Starring: Donald Pleasence, Victor Wong, Lisa Blount, Jameson Parker, Anne Howard, Ann Yen, Dennis Dun

Screenplay: Martin Quatermass (John Carpenter)

Synopsis: A member of a sect known as the Brotherhood of Sleep dies, and a key and his diary come into the possession of a priest (Donald Pleasence). The priest turns for help to a physicist (Victor Wong), who enlists his graduate students to investigate the guarded secret, a mysterious cylinder of green fluid entombed in the basement of an abandoned church. A manuscript found with the cylinder is translated, and reveals that the cylinder contains the Essence of Evil, perhaps Satan himself. Meanwhile, the scientific intruments brought in to monitor the cylinder reveal that its contents are forming themselves into a physical presence.
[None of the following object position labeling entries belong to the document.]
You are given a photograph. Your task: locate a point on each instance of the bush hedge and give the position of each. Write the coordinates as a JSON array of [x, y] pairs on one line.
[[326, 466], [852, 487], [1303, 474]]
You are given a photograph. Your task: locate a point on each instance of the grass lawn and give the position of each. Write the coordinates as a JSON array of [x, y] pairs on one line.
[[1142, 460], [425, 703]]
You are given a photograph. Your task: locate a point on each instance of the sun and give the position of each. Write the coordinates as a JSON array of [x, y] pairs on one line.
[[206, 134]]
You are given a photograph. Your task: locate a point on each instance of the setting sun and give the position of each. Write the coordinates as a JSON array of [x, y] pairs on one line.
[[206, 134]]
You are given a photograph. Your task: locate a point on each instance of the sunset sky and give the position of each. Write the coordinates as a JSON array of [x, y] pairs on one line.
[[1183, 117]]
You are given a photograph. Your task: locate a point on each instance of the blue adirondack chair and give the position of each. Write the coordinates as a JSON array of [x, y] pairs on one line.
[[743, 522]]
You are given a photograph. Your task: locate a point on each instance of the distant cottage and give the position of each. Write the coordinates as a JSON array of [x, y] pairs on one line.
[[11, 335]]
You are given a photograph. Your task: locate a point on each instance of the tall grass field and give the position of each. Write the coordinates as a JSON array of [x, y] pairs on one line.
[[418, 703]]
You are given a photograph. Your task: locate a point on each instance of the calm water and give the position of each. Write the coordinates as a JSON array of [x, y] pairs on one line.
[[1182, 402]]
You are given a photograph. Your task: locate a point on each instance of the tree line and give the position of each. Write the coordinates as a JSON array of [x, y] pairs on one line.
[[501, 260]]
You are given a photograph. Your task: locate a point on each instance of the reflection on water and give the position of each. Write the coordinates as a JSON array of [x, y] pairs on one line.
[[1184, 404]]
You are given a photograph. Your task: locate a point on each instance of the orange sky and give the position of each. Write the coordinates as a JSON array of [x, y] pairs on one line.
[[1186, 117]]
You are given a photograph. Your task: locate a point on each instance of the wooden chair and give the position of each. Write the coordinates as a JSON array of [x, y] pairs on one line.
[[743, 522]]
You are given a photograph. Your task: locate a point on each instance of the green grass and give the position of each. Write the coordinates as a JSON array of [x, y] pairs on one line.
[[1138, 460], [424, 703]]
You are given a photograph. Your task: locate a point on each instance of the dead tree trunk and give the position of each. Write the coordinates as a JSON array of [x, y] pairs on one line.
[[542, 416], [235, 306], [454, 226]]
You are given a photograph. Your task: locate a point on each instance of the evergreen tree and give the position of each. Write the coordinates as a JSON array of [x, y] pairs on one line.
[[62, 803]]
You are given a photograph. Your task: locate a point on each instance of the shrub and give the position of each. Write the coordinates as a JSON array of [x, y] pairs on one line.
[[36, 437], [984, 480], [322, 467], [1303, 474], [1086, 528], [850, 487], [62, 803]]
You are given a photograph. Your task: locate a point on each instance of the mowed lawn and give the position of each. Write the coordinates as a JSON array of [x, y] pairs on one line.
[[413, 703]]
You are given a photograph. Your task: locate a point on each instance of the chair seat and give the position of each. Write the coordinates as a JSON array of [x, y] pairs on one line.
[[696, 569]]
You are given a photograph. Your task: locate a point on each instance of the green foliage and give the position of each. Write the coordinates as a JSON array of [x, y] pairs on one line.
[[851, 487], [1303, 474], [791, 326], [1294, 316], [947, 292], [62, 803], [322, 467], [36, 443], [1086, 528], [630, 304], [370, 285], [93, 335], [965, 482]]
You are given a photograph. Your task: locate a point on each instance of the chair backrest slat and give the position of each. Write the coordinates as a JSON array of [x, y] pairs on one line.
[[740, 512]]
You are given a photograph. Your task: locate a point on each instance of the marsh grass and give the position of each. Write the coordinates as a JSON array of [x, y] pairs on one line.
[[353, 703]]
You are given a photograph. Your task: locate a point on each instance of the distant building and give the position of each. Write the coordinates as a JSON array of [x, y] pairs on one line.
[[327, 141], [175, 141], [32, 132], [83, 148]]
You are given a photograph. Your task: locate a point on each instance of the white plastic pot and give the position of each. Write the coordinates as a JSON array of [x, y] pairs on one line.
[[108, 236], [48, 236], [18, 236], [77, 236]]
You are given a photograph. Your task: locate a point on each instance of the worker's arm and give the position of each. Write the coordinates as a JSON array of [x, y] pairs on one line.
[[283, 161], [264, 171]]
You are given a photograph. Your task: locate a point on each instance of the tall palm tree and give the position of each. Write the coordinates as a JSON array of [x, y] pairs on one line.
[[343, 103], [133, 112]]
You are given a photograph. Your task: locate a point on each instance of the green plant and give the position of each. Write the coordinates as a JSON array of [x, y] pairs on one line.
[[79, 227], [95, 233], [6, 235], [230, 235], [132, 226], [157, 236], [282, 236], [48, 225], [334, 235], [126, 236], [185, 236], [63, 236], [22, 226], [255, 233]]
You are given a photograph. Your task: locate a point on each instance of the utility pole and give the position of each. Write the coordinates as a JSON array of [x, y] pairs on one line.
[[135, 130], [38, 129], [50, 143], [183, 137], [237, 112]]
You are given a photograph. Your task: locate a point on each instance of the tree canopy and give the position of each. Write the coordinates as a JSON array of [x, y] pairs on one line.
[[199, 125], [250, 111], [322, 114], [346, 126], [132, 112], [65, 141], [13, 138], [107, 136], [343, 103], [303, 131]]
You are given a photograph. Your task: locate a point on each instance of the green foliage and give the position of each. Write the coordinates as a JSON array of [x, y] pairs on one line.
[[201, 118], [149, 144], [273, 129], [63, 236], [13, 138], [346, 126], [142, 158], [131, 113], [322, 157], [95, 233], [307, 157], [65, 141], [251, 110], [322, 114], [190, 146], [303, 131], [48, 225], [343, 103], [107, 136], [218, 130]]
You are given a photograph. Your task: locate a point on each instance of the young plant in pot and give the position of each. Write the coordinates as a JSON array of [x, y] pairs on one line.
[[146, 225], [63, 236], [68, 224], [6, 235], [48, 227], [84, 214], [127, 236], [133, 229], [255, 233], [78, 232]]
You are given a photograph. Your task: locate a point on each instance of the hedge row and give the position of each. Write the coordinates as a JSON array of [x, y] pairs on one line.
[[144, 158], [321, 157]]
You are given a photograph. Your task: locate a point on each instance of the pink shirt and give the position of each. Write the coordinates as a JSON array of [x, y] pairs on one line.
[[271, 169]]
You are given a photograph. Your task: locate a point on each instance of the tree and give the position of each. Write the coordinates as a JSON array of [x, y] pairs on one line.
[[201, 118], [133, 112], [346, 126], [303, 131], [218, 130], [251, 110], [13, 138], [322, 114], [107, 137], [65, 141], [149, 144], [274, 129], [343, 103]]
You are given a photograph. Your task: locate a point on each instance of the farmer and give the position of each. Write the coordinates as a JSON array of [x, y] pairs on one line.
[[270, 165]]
While the scientists argue the significance of their findings, the Essence begins its work by taking them over one by one. Several deaths occur before the scientists understand that the Essence requires a physical host to complete its recreation and enable it to bring its Father, the Anti-God, into this world. and that one of them has been chosen.

Comments: The science/religion conflict has been a staple of horror films from the beginning, but few have used it as explicitly or as interestingly as Prince Of Darkness. Priest Pleasence knows that the cylinder contains the eponymous evil, but needs science to help him prove it and to fight it; physicist Wong, known for his "TV debates with that English priest", is the first to believe the priest’s story. The Brotherhood, we are told, has shrouded their secret in mysticism until society is advanced enough technologically to deal with it, while an intriguing balance is struck between the priest who must ask for scientific help, and the scientists who must admit they can’t explain what’s happening (when two thousand-year-old Latin is translated into differential equations, one of the team objects, "We hadn’t invented them then!").

The film argues throughout for the virtues of the open mind (not always subtly: the scientist who dismisses the whole matter as "kaka" is brutally stabbed to death while being overrun by cockroaches). This meshing of themes is in intelligent contrast to the straightforward Science Vs Religion framework usually employed in this kind of movie. The script is full of scientific and pseudo-scientific jargon, and wisely tosses it about so rapidly that the viewer has little time to think about it. Prince Of Darkness also succeeds in subverting the conventions of the modern horror film (conventions largely established by Carpenter’s own Halloween) by having two quiet, work-obsessed women the first to be taken over, while Catherine (Lisa Blount), the only woman explicitly presented as being sexually active, is the one who ultimately defeats the evil, albeit at the cost of her life (perhaps).

There is also a discomforting sequence concerning the radiologist, Susan (Anne Howard): three times running she is asked for, prompting blank inquiries, and the response "The radiologist. You know - glasses." Her insignificance makes her vulnerable: apparently, not only do boys not make passes at girls who wear glasses, they are the first ones possessed by the devil (post-possession, she doesn’t need her glasses). These interesting points aside, the film is not without serious flaws. As it progresses, both science and religion take a back seat to gruesome special effects, while the evil, to a great extent, is defeated by physical violence rather than intelligence. The John Carpenter signature there’s-someone-behind-you framing shot, used to best effect in Halloween, is overused here. There is also something distasteful about the evil’s chosen servants: classing homeless people and the mentally ill (led, in a distracting cameo, by Alice Cooper) with ants, worms and cockroaches is dubious, to say the least.